Terrazas cautioned that investigators “are not treating this as a criminal investigation.”

“But so far we have not ruled anything out. We will examine every angle and track down every lead. The investigation may take weeks or it may take months given the scope of the damage and the amount of potential witnesses and other factors that must be examined,” Terrazas said.

Terrazas urged anyone with information on the case to call the arson hotline number, (213) 893-9850.

Carlos Canino, ATF special agent in charge of the Los Angeles field office, said federal investigators were already sifting through the wreckage of what had been the construction site of the Da Vinci apartment complex at 906 N. Fremont Ave.

“As you can see from the magnitude of this fire, we have some concerns about safety,” Canino said. “So this morning our safety officers did a walk- through, and that’s what they’re doing now. That’s our number one concern is to get everybody on and off the scene as safely as possible.

“Like the chief said, there is no timetable for us. The evidence inside that building is going to dictate how long this is going to go,” Canino said.

“As you can see, it’s a city block burned to the ground. So with that, we’re ‘all-in’ at the ATF LA Field Division on this one. All hands on deck. … like I told the chief, all the resources of ATF are available. If we need to bring people in from all over the country we will. We will spare no expense. We won’t leave a stone unturned in there. We want to get to the bottom of this,” Canino said.

With a major rain storm expected to hit the Southland beginning Thursday, Canino said investigators have “logistics in place” to handle weather-related issues.

“We have things in place … to work in the weather,” Canino said. “The only time we’ll call it off is if it becomes too dangerous for the investigators to work inside, or if there’s lightning. Evidence is in there.”

And Canino noted that the building already has been doused with water by firefighters who worked to extinguish the fire.

“They’ve poured all sorts of water on that fire, so a little more is not going to hurt it,” Canino said.

As the city and federal authorities were speaking to reporters at the corner of North Fremont and West Temple streets — near the site of Monday’s fire — firefighters had to extinguish another flare-up in the rubble.

The inferno destroyed the under-construction building, damaged three high-rise buildings and prompted hours-long freeway closures that affected thousands of commuters. The fire was so hot that it melted freeway signs, and at least 160 plate-glass windows were destroyed in a nearby city-owned building.

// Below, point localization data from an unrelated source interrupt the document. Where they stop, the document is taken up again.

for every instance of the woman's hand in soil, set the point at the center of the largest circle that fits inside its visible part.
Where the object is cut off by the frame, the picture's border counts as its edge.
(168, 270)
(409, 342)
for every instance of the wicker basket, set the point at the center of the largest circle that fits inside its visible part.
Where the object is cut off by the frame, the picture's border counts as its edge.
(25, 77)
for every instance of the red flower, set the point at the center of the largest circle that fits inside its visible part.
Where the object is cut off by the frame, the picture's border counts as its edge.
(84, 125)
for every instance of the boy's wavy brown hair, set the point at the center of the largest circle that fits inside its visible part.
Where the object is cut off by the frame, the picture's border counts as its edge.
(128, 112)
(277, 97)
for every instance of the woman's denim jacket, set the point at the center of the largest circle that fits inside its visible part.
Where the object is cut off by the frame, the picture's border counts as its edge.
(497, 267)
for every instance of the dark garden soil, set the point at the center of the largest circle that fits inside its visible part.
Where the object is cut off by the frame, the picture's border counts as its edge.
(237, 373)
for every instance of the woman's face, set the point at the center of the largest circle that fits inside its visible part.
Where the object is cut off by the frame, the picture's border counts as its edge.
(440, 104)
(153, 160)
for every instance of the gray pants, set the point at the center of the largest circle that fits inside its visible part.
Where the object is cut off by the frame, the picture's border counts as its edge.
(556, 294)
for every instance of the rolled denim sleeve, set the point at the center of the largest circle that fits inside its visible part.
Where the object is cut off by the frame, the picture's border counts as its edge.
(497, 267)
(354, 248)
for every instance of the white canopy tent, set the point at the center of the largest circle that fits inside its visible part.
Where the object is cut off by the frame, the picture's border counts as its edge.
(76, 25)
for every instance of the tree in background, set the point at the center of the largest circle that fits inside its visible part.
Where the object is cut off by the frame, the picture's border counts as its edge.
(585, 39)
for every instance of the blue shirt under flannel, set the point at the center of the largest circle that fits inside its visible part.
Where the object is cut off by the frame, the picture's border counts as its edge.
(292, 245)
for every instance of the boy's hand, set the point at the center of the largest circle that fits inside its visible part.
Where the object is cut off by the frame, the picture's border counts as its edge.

Accelerant-sniffing dogs were being deployed as part of the investigation. Arson investigators said they also plan to look at surveillance video from surrounding buildings.

“When we see a fire this well developed … (we think) perhaps it was set,” LAFD Deputy Chief Joseph Castro said earlier this week, noting that flammable liquids are used on construction sites.

The standing buildings that were damaged include a 16-story city-owned building at 221 N. Figueroa St., where three floors sustained fire damage and 14 floors had water damage; a 15-story Los Angeles County Health Department building at 313 N. Figueroa St. which sustained radiant heat damage, including melted blinds and broken glass; and the Los Angeles Department of Water and Power headquarters at 111 N. Hope St.

One of the city-owned towers — the 16-story structure — could be closed for six months, while the other could reopen by Thursday, city officials said. At the county-owned building, some employees were back at their desks today.

Late this morning, the Los Angeles County Department of Public Health Vital Records Office, in the damaged building at 313 N. Figueroa St., reopened, according to the county.

The fire was reported at 1:20 a.m. Monday. The flames could be seen for miles as they consumed an entire city block and sent blazing scaffolding onto the Harbor (110) Freeway.

Terrazas said more than 250 firefighters were deployed to fight the fire.